The show is so meta, I think that if Aaron Sorkin were to sit at home and watch this show air, it has to look a hell of a lot like the scene in Being John Malkovich where John Malkovich climbs into his own head and the whole world becomes a bunch of John Malkoviches (Malkovichi? Damn, where's one of those Spelling Bee kids when you need one?)

All right, now the review. If you skipped right here, you probably did yourself a favor.

Stuff that was good this week:

-- Matt and Danny return! Yay!

-- The interaction between Danny and Jordan, especially when they decided to settle their fight. Only in the Sorkinverse can a guy say that he can't think of a single thing that he was sorry for and have the woman find it charming. Incidentally, I'd love to live in the Sorkinverse.

-- Nate Corddry. Though I sincerely doubt that the line he botched was funny regardless of whether he said "machine" or "blower" and I had serious issues with the ham-handedness with which his brother's hostage situation was handled, I think he managed to pull it off and even had me emoting a little with him at the end of the episode. He's a great and charming actor and I really hope that he finds a soft landing when all of this is over.

-- Lucy Davis's legs. I'm an old BBC Office fan, so sue me.

-- Danny confronting Matt regarding his drug abuse. It felt exactly right in direct opposition to how exactly wrong Matt's assistant's confrontation was.

-- Jenna Fischer as the host. I'm a current Office fan, so sue me.

Stuff that was not so good this week:

-- If all the stuff about the final episodes being an exercise in fiscal responsibility is true, tonight was the first time it showed up on the screen. Their after-party was on the set itself? Really? I'm sure Saturday Night Live does that all the time. After spoiling us by spending money on the front 13 like a drunken Maloof brother, the sudden belt-tightening is made all the more obvious by the previous extravagance.

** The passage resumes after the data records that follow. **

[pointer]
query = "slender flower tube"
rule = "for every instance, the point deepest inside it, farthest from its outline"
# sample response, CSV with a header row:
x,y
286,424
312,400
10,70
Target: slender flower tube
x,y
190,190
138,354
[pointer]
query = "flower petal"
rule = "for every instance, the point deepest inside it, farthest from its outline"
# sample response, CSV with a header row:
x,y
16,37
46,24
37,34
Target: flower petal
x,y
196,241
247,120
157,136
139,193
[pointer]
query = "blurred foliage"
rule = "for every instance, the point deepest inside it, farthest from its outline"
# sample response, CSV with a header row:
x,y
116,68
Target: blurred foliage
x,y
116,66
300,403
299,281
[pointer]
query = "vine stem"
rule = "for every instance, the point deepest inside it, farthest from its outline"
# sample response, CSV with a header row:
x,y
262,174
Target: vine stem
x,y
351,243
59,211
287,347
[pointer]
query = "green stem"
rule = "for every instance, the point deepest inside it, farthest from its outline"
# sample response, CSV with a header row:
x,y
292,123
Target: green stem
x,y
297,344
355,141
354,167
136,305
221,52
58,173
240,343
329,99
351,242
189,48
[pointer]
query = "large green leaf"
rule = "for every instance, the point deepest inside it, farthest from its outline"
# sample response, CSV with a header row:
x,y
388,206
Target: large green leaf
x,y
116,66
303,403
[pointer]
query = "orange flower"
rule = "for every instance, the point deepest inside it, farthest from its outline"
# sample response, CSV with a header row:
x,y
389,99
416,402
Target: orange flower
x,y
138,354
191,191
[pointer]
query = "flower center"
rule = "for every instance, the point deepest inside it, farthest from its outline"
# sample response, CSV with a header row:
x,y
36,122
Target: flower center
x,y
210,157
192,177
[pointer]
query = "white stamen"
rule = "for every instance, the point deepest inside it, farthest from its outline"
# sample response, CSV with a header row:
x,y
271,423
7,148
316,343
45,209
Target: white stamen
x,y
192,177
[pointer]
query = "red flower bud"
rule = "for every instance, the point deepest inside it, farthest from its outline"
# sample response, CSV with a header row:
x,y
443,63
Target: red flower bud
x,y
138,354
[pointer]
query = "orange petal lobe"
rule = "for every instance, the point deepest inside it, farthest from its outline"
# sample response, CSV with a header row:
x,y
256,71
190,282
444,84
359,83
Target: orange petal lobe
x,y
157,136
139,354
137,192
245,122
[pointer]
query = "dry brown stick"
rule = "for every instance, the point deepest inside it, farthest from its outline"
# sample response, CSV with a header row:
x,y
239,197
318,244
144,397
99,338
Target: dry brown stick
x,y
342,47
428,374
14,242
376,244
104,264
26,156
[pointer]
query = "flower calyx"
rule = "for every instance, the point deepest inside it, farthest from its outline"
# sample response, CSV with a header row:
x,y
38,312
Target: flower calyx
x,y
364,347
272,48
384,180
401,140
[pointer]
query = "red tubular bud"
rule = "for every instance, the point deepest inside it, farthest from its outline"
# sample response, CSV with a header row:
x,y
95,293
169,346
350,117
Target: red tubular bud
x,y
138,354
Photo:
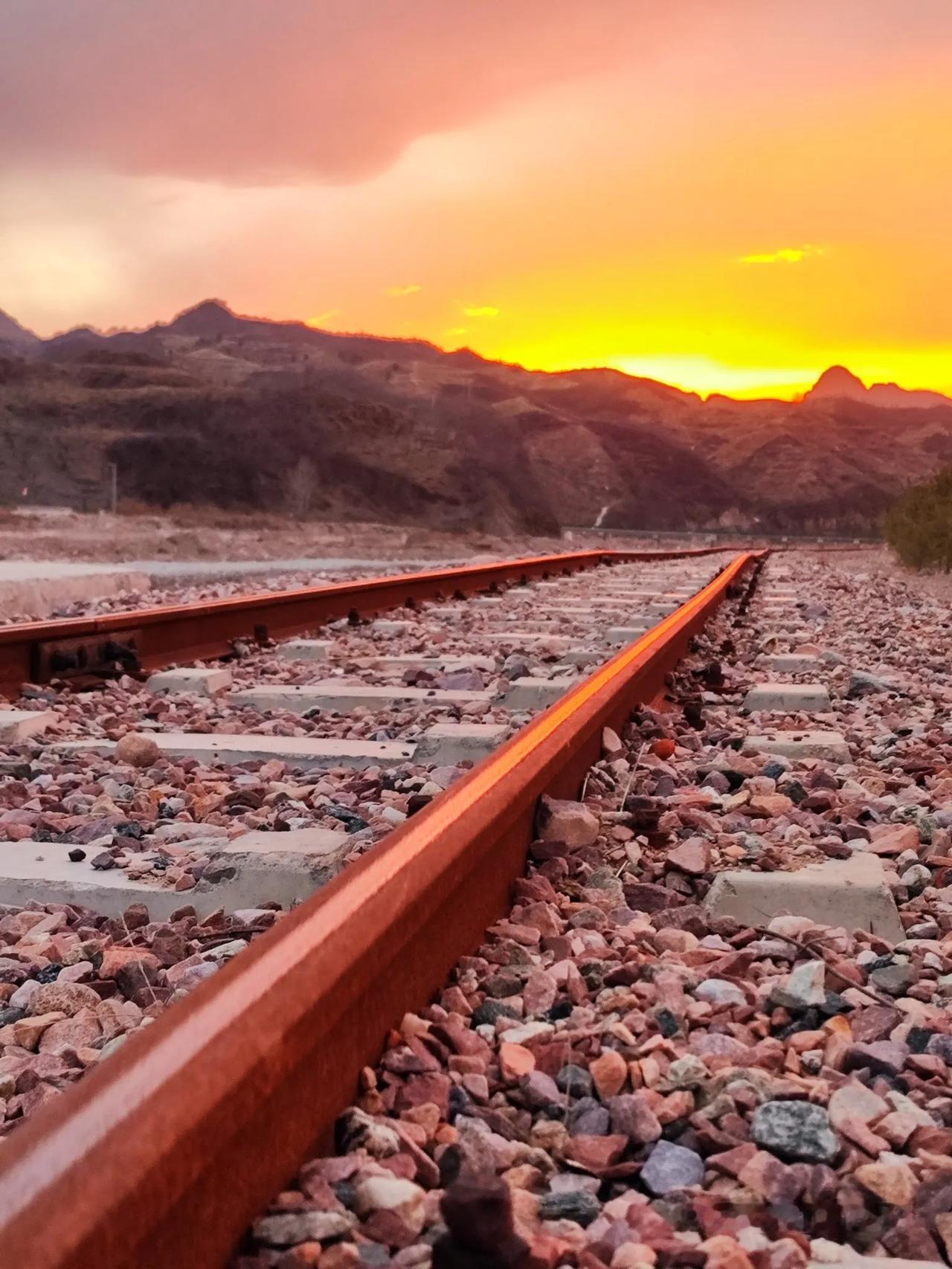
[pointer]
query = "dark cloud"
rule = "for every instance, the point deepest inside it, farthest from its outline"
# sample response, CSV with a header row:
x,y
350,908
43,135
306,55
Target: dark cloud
x,y
264,90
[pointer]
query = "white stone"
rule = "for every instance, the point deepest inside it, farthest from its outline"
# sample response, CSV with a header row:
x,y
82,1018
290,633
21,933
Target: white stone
x,y
447,744
391,626
842,893
528,693
199,683
787,698
797,745
790,663
627,634
341,697
305,650
22,724
298,751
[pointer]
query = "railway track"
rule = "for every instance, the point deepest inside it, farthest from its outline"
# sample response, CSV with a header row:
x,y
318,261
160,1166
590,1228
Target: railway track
x,y
559,1082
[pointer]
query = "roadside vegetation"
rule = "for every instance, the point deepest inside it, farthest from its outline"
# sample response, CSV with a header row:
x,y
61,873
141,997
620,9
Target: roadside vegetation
x,y
919,524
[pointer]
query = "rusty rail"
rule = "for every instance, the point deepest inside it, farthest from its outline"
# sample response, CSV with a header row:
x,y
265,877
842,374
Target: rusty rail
x,y
151,638
164,1155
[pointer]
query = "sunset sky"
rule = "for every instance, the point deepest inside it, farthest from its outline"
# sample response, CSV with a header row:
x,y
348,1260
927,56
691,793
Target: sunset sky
x,y
724,194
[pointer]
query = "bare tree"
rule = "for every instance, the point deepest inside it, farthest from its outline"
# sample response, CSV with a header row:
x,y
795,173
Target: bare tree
x,y
298,487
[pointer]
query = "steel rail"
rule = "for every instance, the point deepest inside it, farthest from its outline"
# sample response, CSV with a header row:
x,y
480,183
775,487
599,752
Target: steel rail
x,y
151,638
165,1154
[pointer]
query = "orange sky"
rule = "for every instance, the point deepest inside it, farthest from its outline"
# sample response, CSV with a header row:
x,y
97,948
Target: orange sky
x,y
727,197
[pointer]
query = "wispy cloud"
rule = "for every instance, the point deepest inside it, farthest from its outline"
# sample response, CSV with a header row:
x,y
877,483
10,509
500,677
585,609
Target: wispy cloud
x,y
786,255
323,319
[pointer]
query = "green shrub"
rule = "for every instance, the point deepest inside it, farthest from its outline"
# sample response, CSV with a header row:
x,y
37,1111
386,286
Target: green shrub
x,y
919,526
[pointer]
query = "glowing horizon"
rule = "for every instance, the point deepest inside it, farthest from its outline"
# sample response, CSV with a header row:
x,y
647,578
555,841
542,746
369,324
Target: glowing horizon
x,y
724,198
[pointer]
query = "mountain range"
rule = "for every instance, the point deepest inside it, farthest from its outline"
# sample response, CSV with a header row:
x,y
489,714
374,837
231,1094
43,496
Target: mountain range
x,y
215,408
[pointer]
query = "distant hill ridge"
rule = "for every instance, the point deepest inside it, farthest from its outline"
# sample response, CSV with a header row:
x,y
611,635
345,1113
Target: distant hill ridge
x,y
229,410
213,319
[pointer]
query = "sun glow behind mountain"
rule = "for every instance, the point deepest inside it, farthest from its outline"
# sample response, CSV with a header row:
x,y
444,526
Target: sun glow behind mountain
x,y
727,197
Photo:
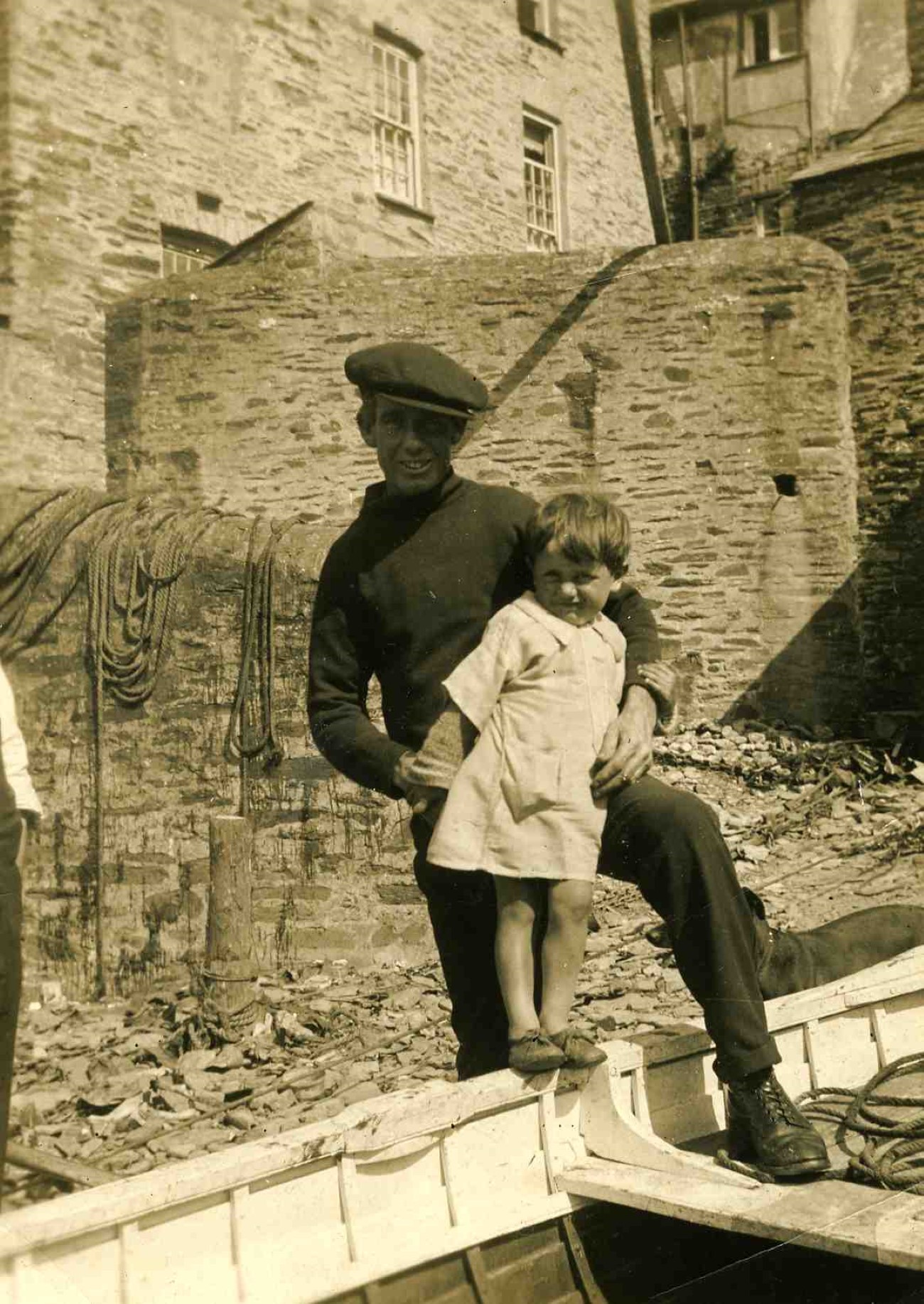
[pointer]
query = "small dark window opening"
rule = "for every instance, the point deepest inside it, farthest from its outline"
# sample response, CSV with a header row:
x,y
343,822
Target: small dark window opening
x,y
529,15
761,29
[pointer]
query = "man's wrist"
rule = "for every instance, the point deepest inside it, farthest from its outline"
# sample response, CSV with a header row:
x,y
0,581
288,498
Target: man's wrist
x,y
640,702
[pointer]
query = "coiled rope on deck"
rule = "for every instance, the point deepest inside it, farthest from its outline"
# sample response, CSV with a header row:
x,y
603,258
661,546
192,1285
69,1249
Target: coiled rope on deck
x,y
893,1154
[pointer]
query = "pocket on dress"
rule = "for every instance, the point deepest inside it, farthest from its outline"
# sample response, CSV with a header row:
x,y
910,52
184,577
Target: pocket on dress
x,y
532,784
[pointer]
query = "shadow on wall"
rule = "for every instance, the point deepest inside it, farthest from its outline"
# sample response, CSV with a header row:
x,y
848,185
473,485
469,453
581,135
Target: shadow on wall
x,y
866,638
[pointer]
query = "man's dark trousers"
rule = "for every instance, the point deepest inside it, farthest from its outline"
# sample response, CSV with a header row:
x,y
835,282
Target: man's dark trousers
x,y
667,843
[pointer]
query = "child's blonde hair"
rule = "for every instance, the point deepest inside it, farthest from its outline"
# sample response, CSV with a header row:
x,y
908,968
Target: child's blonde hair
x,y
585,526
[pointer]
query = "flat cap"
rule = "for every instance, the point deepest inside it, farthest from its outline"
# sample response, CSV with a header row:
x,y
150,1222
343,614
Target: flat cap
x,y
418,376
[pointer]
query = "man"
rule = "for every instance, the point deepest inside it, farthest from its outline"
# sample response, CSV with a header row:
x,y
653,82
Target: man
x,y
405,593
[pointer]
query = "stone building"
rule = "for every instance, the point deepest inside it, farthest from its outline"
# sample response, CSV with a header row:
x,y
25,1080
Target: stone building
x,y
867,201
746,92
144,139
705,385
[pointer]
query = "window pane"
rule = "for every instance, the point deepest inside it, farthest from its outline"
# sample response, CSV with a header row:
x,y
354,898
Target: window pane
x,y
393,136
788,28
760,37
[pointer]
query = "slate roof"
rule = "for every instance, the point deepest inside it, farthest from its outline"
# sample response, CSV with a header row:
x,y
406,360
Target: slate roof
x,y
900,132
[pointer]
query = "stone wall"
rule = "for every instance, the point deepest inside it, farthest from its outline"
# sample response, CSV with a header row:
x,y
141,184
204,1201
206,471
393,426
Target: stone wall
x,y
128,117
755,126
875,217
704,387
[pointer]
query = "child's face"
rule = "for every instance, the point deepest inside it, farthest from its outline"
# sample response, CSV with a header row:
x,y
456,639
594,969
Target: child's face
x,y
573,591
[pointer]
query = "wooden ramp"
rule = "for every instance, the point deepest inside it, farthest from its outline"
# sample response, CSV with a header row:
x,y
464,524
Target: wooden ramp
x,y
834,1035
881,1226
423,1175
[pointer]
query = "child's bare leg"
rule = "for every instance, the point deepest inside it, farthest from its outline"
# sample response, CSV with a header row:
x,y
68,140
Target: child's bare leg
x,y
513,951
569,902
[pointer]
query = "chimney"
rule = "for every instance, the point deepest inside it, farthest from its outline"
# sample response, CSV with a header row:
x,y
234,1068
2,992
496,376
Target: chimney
x,y
914,17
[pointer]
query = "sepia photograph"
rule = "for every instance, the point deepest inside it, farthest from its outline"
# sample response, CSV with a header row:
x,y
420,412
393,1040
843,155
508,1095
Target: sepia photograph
x,y
452,445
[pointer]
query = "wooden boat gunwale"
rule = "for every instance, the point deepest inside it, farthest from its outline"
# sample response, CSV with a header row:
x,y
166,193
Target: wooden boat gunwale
x,y
586,1127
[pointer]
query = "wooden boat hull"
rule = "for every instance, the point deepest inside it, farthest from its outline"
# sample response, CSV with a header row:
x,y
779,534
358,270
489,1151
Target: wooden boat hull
x,y
434,1174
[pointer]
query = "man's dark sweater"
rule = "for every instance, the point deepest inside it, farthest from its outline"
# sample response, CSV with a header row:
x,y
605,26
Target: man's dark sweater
x,y
405,595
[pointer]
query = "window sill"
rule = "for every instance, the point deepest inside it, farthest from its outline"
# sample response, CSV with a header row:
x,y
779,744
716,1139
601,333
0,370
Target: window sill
x,y
770,63
390,201
542,39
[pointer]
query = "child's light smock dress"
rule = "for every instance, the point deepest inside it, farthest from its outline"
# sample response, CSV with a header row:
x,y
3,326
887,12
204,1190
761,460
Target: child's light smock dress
x,y
541,693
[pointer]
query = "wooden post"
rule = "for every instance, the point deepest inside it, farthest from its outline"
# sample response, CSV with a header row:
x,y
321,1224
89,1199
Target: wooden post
x,y
230,968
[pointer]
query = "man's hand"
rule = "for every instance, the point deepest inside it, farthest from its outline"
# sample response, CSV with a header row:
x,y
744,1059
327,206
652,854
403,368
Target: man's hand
x,y
625,753
418,796
662,679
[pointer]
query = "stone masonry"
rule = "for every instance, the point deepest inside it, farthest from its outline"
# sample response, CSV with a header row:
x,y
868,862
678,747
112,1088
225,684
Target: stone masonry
x,y
221,117
875,217
705,387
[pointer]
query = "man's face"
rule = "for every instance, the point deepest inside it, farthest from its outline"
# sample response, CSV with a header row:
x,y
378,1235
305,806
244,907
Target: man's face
x,y
573,591
414,446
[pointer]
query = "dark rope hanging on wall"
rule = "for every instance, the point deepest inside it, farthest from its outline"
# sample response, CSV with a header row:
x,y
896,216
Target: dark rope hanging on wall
x,y
246,740
28,551
132,565
129,618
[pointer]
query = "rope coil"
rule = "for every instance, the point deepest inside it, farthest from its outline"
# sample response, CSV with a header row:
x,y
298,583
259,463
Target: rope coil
x,y
893,1152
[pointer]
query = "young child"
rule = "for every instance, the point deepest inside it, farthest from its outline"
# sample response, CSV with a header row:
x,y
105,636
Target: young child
x,y
541,689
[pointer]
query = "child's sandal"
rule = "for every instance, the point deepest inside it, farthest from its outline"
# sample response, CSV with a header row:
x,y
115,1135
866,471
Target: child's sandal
x,y
579,1050
535,1054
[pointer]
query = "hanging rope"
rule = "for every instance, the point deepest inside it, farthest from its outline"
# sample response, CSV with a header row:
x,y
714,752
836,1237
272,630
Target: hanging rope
x,y
893,1154
26,553
249,740
131,571
128,632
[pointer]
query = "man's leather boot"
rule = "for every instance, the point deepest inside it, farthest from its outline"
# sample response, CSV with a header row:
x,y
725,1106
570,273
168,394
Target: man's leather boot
x,y
766,1130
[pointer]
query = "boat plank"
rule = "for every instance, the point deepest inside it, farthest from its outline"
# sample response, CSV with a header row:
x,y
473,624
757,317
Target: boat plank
x,y
844,1218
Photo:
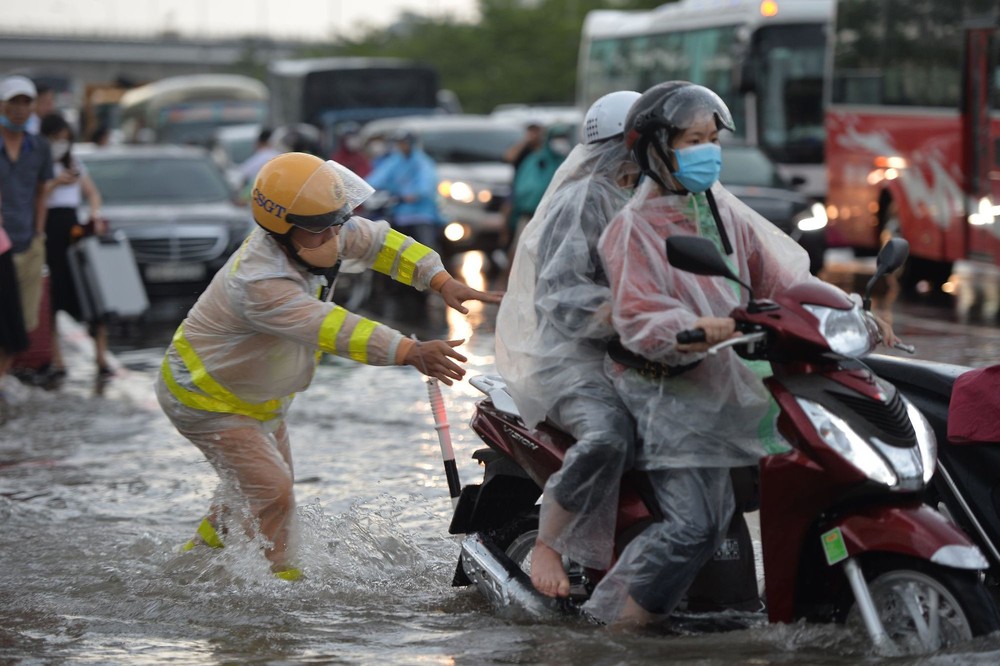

-- I'm not an expert on ratings by any means, but I'm pretty sure the best way not to get any is to devote a major chunk of dialog to a discussion about ratings. Guys, I'm all about insidery showbizese, but I really didn't want to hear another word about "demos" or "shares." As Casey Kasem once complained: it's ponderous man, it's f-ing ponderous.

-- No Cal!

-- No, really... NO CAL!

-- Seriously, you had a scene in the control room, and you didn't have Cal there! That's like having a porno that ends with the two main characters shaking hands and agreeing to "just be friends."

-- Jack. Remember how earlier in the season he was a network shark that defied stereotype? Yeah, those days are gone.

Stuff that I'm not so sure about:

-- The lawyer. Is she annoying or cute? Is she delightfully and intelligently self-aware or boringly and predictably so? I don't know. I thought the line about her having a "200 IQ" was funny, but I think if someone told me that in real life I'd want to push them down a flight of steps, so I don't know where I stand with her. Either way, I think she could take Harriet in a cat-fight (and if you don't think I'm hoping for that scene to exist more than I am a good result from my MRI on Saturday, then you don't know me at all!)

Question of the week: Do you find yourself less interested in the show now that you know it's ending (so what's the point of getting attached) or more interested (because you have to savor every last bit of Studio 60 goodness)?

It's like a 4 but more.For depriving me of Cal and forcing me to sit through nine or ten thousand speeches about ratings, I give tonight's episode 5 Flintstone Vitamins out of 7.